A qualche ora dal rientro in Italia con un volo Manchester-Bergamo, non avevo messo in conto di scrivere il report su uno dei tanto attesi concerti degli Oasis a Heaton Park, quello di mercoledì 16 Luglio. Una tappa “saltata”, da giornalista musicale ma soprattutto da appassionata di musica espressa anche attraverso le parole, per almeno due motivi:
- Per l’evento epocale della reunion tanto sognata quanto data ormai per spacciata fino all’Agosto di un anno fa, per i live dei fratelli Gallagher già andati in scena tra Cardiff e Manchester, siamo stati inondati di countdown, articoli, reels, frame a rallentatore, galleries – come è sacrosanto che fosse per i canali contemporanei di comunicazione della musica – che, per più di un attimo, nella mia testa, l’ennesimo racconto è assomigliato sempre più ad una goccia in un oceano. “Mi godrò l’esperienza, farò i miei video, le mie foto, canterò a squarciagola e infiocchetterò il tutto in un posto speciale, nel cassetto dei ricordi”, erano le considerazioni in loop nei giorni prima della partenza.
- Lo spettro dell’imprevisto dietro l’angolo. Del concerto degli Oasis era stato quasi proibito parlarne “finché non ce l’hai nel sacco”, per una sorta di scaramanzia alimentata soprattutto dai miei compagni di avventura, in particolare da Matteo, a cui sarò eternamente grata per aver riservato a me uno dei quattro biglietti conquistati come “malati di Oasis”, iscritti da sempre al fanclub ufficiale. Ci siamo conosciuti e riconosciuti per attitudine rock‘n’roll proprio di fronte ai palchi ed in questa occasione – stranamente – sono stata io quella incaricata a tenere a bada l’ansia catastrofista che, negli ultimi mesi, era stata ribattezzata “Sally”.
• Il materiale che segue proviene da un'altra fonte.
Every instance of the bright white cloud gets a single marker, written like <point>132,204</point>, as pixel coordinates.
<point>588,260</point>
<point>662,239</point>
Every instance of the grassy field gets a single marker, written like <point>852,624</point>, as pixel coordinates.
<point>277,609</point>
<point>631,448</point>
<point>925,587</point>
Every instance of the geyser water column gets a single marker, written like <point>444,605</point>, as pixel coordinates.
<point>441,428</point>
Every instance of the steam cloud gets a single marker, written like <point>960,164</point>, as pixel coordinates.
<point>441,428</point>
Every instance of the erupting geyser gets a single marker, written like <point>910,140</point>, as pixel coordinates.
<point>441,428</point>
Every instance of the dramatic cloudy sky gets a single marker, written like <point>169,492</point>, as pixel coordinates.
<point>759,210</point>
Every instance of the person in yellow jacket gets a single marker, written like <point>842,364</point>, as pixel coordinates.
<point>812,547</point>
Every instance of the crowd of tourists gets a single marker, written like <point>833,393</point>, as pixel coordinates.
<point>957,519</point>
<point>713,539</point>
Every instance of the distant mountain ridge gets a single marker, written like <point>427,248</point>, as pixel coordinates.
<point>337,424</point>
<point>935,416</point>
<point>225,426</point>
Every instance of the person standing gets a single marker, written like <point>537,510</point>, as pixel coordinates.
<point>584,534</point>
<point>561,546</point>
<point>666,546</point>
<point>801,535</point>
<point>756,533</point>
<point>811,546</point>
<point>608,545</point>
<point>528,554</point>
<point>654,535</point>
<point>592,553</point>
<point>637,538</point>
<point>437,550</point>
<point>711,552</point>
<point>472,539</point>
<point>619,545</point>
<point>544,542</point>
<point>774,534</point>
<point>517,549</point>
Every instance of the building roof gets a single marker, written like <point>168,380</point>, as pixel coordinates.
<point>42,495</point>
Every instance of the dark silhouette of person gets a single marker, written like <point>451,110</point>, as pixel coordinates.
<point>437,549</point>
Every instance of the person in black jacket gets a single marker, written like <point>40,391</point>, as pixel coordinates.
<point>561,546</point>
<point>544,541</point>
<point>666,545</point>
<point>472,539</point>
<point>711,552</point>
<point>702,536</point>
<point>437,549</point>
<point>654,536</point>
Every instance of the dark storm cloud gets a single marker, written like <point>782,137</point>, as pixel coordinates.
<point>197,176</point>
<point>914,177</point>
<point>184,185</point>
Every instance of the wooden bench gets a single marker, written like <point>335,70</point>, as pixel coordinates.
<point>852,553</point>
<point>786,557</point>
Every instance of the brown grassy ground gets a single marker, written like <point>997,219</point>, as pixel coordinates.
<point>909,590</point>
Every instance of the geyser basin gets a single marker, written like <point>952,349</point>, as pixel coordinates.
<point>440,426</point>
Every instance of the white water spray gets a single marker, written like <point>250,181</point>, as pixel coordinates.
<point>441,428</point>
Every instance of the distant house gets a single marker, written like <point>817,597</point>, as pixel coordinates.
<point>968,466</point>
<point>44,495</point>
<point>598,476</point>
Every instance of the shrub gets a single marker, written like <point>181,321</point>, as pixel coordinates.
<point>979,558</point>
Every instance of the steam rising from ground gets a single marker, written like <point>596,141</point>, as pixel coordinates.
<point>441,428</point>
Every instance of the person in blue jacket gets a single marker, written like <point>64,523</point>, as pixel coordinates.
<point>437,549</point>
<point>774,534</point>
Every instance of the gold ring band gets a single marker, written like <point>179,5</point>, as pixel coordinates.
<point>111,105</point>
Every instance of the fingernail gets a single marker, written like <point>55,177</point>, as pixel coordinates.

Loro hanno vissuto gli Oasis della “next big thing”, della Cool Britannia, del derby con i Blur, della corsa al negozio di dischi ad ogni nuova uscita, di Heaton Park nel 2009, dello scioglimento della band poche ore prima di salire sul palco del Rock en Seine di Parigi e dei biglietti mai “strappati” della data di Milano. Dopo l’annuncio della reunion, il 27 Agosto 2024, seguita dalla notizia del tour in UK e Irlanda, i miei e i nostri eroi non solo sono riusciti ad accaparrarsi i biglietti ma la dea bendata ha fatto sì che arrivasse anche la mail della “vittoria del front stand” (e chi lo cancella più quello screenshot arrivato su whatsapp!). Ecco, a chi riesce a fare l’equazione “TOT SOLDI SPESI PER QUESTI DUE PAZZI CHE CI HANNO FATTO STARE TANTO BENE QUANTO STARE MALE = TOT CASE PROBABILMENTE ACQUISTATE SE NON FOSSE PER QUESTA PASSIONE SFRENATA”, non puoi dire con tanta leggerezza frasi come “quando saremo a Manchester…”, “per che ora dobbiamo metterci in coda?” o, tantomeno, “sto valutando se scrivere il report”, perché la risposta sarà sempre e solo un rumorosissimo “shhhhhhhh”, accompagnato da “recupererò la tranquillità solo quando saremo nell’ascensore dell’hotel a fine concerto, così vorrà dire che è andato tutto bene”.
Ed è andato tutto bene, anzi, alla perfezione. Perché è mercoledì 16 Luglio e a Manchester splende un bel sole fin dalle prime ore del mattino; perché ci siamo immersi in una città immersa a sua volta in un’atmosfera “Oasis” dalle fondamenta alla perdita d’occhio dei mattoncini marroni delle case, dei palazzi, dei pub; perché siamo entrati nel pit numero 1, tra i primi 9.429 (più precisamente indosso ancora il bracciale con il numero 00684 su poco più di 50.000 persone dato che Heaton Park, in settimana, è a capienza ridotta); perché con il palco così vicino non dobbiamo nemmeno guardare i maxischermo e si è elevata a potenza l’euforia, l’incredulità, la voglia di cantare, di gridare: “Ce l’hanno fatta, ce l’abbiamo fatta!”.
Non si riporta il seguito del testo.